Tahukah Anda bahwa selama masa pandemi, angka kematian tertinggi berasal dari pasien dengan komorbid hipertensi

Nah, salah satu cara untuk mencegah hipertensi adalah mengurangi konsumsi garam dan menggantikannya dengan glumatat atau lebih dikenal dengan nama MSG (Monosodium Glutamat).

Dokter Spesialis Gizi Klinik Yohan Samudra mengatakan, selain hipertensi, bahaya lain dari konsumsi garam berlebihan adalah serangan jantung hingga stroke. 

"Jumlah garam yang berlebihan akan membuat pembuluh darah kaku sehingga aliran darah susah untuk lewat dan berpotensi membuat pembuluh darah pecah," ujarnya dalam sebuah webinar bertajuk “Ibu Sehat dan Bahagia Kunci Keluarga Sejahtera”, beberapa waktu lalu.

Tak hanya itu, sambung Yohan, konsumsi garam berlebihan dalam jangka panjang bisa pula menyebabkan gagal ginjal akut. Oleh karena itu, ia menyarankan untuk hati-hati mengonsumsi makanan dengan kandungan garam tersembunyi.

“Contohnya kondimen seperti saus sambal, mayonaise, kecap manis, fast food, Chinese food, keripik, bakso, tongseng dan juga gulai. Semua makanan itu mengandung garam yang tersembunyi,” terangnya. 

Lantas, berapa kadar wajar mengonsumsi garam? Yohan menuturkan jumlah maksimum garam yang boleh dikonsumsi yaitu satu sendok teh sehari atau sekitar 2.000-2.300 mg natrium. 

Nah, agar asupan garam harian tak berlebihan, salah satu cara yang bisa dilakukan adalah menggantikan garam dalam makanan dengan glutamat sehingga cita rasa makanan tetap terasa nikmat.

“Glutamat itu ada di MSG. 1 gram MSG itu mengandung 133 mg natrium sedangkan garam mengandung 400 mg natrium. Karena itu, jauh lebih baik menggunakan MSG dibandingkan garam dan bisa mencegah penyakit hipertensi,” jelasnya merinci.  

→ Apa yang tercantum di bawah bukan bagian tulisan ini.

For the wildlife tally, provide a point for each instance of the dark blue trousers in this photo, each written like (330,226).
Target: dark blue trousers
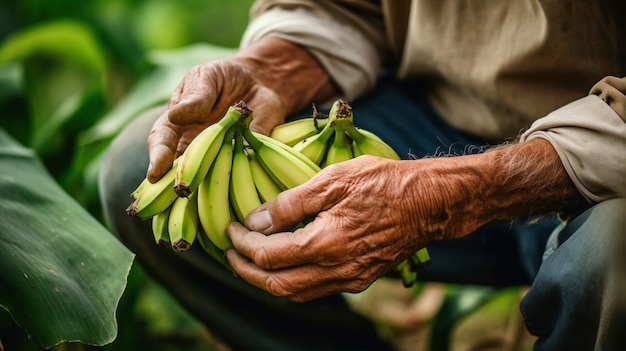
(568,311)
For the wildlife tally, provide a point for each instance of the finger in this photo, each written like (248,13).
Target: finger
(300,283)
(194,108)
(294,283)
(162,145)
(274,251)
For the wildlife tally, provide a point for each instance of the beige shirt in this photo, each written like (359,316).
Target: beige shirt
(493,68)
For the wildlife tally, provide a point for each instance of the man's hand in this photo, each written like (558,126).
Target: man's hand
(274,78)
(368,210)
(371,213)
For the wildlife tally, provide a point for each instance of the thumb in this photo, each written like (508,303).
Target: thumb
(289,208)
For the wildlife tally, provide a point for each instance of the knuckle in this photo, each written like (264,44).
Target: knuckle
(276,286)
(262,258)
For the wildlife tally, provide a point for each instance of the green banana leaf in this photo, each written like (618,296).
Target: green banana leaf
(62,273)
(168,70)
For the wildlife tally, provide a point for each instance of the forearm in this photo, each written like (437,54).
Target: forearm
(288,70)
(506,183)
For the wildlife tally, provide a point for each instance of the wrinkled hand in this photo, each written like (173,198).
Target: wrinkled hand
(200,100)
(365,225)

Baca Juga: Via Vallen Unggah Kurban dengan Caption Kambing Lebih Baik , Warganet: Bilang Aja Enggak Mampu Kurban Sapi

Yohan mengemukakan sudah banyak penelitian yang dilakukan terkait keamanan konsumsi MSG dimana semua stigma buruk terkait bumbu penyedap tersebut sudah dibantah dengan penelitian. 

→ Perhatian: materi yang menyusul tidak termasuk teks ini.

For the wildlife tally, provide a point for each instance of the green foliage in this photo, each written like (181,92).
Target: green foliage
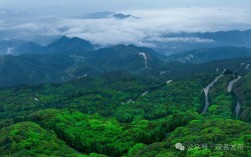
(29,139)
(209,134)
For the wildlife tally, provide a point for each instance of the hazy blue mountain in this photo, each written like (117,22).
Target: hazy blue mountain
(212,54)
(97,15)
(70,46)
(183,42)
(121,16)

Di Eropa dan Amerika serta di Indonesia melalui Kemenkes dan juga Badan POM, lanjut Yohan, sudah menyatakan penggunaan MSG aman dan tidak ada efek samping.

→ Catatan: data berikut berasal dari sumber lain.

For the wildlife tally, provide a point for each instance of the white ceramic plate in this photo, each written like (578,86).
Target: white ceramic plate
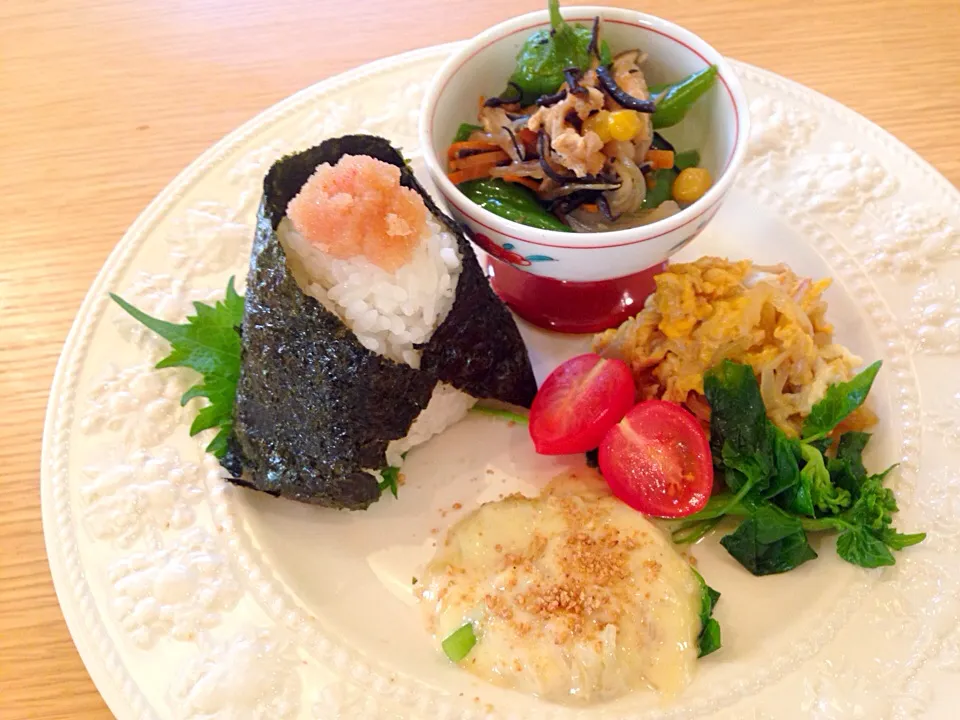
(189,598)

“Berapa banyak sebenarnya yang dikatakan aman untuk menggunakan MSG? Tentunya dengan takaran secukupnya karena kalau terlalu banyak akan membuat rasa makanan tidak enak, jadi after tastenya menjadi pahit. Jadi gunakan MSG secukupnya sesuai resep dan anak di atas 1 tahun juga sudah boleh mengonsumsi MSG sebagai variasi makanan,” jelasnya panjang lebar.
 
Bijak garam memang sangat penting dilakukan untuk mencegah berbagai risiko pernyakit. 

Grant Senjaya, Head of Public Relations Department PT Ajinomoto Indonesia mengatakan dengan mengkampanyekan diet rendah garam, keluarga Indonesia diajak untuk hidup lebih sehat dengan mengurangi asupan atau penggunaan garam dalam mengolah makanan, namun tetap bisa memperoleh cita rasa yang tinggi.